Tukang pos mulai agak kesal berteriak lagi, “Hei, tolong cepat datang dan ambil surat itu.”
Gadis kecil itu berkata lagi, “Pak pos, taruh surat itu di bawah pintu, nanti aku ambil “
Tukang pos berkata, “Ini adalah surat terdaftar, jadi anda harus menandatanganinya. Cepatlah. Masih banyak surat yang harus aku kirim.”
Beberapa menit kemudian ketika pintu dibuka , tukang pos yang kesal dengan keterlambatan itu sudah bersiap memasang muka ketus kepada orang yang membuka pintu. Tapi, apa yang dilihatnya mengejutkan dan membuatnya tak bisa berkata-kata.
Seorang gadis kecil tanpa kaki berlutut di depannya untuk mengambil surat itu.
Setelah kejadian itu, setiap tukang pos itu mengirimkan surat, dia menunggu sampai pintu dibuka setiap kali dia harus mengantarkan surat ke rumah gadis itu.
Gadis itu dengan cepat mendekat dan mengambil surat. Dia memperhatikan bahwa tukang pos selalu bertelanjang kaki. Jadi, suatu ketika tukang pos datang untuk mengantar kiriman, gadis itu diam-diam mengukur ukuran kaki tukang pos dari jejak kaki di lantai.

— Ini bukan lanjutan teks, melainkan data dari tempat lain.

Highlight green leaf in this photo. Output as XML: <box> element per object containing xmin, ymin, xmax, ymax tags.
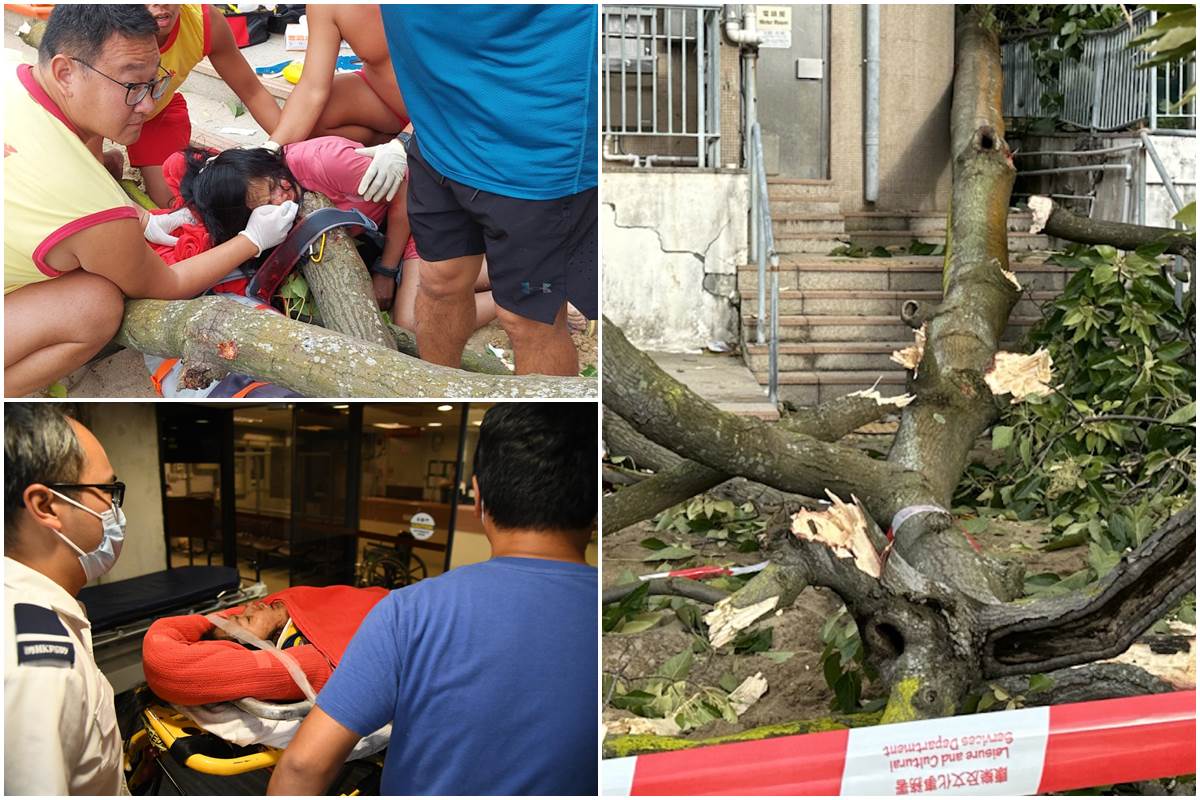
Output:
<box><xmin>655</xmin><ymin>650</ymin><xmax>692</xmax><ymax>680</ymax></box>
<box><xmin>616</xmin><ymin>612</ymin><xmax>662</xmax><ymax>633</ymax></box>
<box><xmin>1027</xmin><ymin>673</ymin><xmax>1054</xmax><ymax>694</ymax></box>
<box><xmin>991</xmin><ymin>425</ymin><xmax>1013</xmax><ymax>450</ymax></box>
<box><xmin>642</xmin><ymin>546</ymin><xmax>696</xmax><ymax>561</ymax></box>
<box><xmin>1166</xmin><ymin>402</ymin><xmax>1196</xmax><ymax>425</ymax></box>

Tepat sebelum hari raya, ketika tukang pos datang untuk mengantarkan surat, gadis itu mengatakan kepadanya, “Pak pos, ini ada kado hadiah dari saya untuk anda di hari raya ini. Terimakasih sudah mengerti dan bersabar menghadapi saya. Tolong jangan ditolak nanti saya sedih.”
Dengan mata berkaca, tukang pos berkata, “Kamu seperti anak perempuanku, bagaimana saya bisa mengambil hadiah darimu?” Karena gadis itu bersikeras, tukang pos membawanya pulang dan membuka bungkusan kado itu.
Matanya dipenuhi air mata ketika dia memmbuka kado dan melihat sepasang sepatu karena selama pelayanannya tidak ada yang menyadari bahwa dia bertelanjang kaki.
Keesokan harinya tukang pos itu tiba di kantor posnya dan memohon kepada Kepala kantor pos agar segera dipindahkan tugasnya ke daerah lain.
Ketika Kepala pos menanyakan alasannya, tukang pos itu menceritakan semuanya, dengan mata basah, “Tuan, setelah hari ini saya tidak kuasa mengirim surat ke rumah itu lagi. Gadis kecil itu selalu melihat saya bertelanjang kaki dan dia memberi aku hadiah sepatu, tapi aku tidak bisa membalasnya dengan memberikan kaki untuknya.”
Memahami sakit orang lain dan memahami penderitaan mereka, adalah kualitas manusia yang tanpanya manusia tidak lengkap. Kita harus bersyukur kepada Tuhan atas kepekaan yang dianugerahkan kepada kita sehingga kita dapat membantu mengurangi penderitaan orang lain.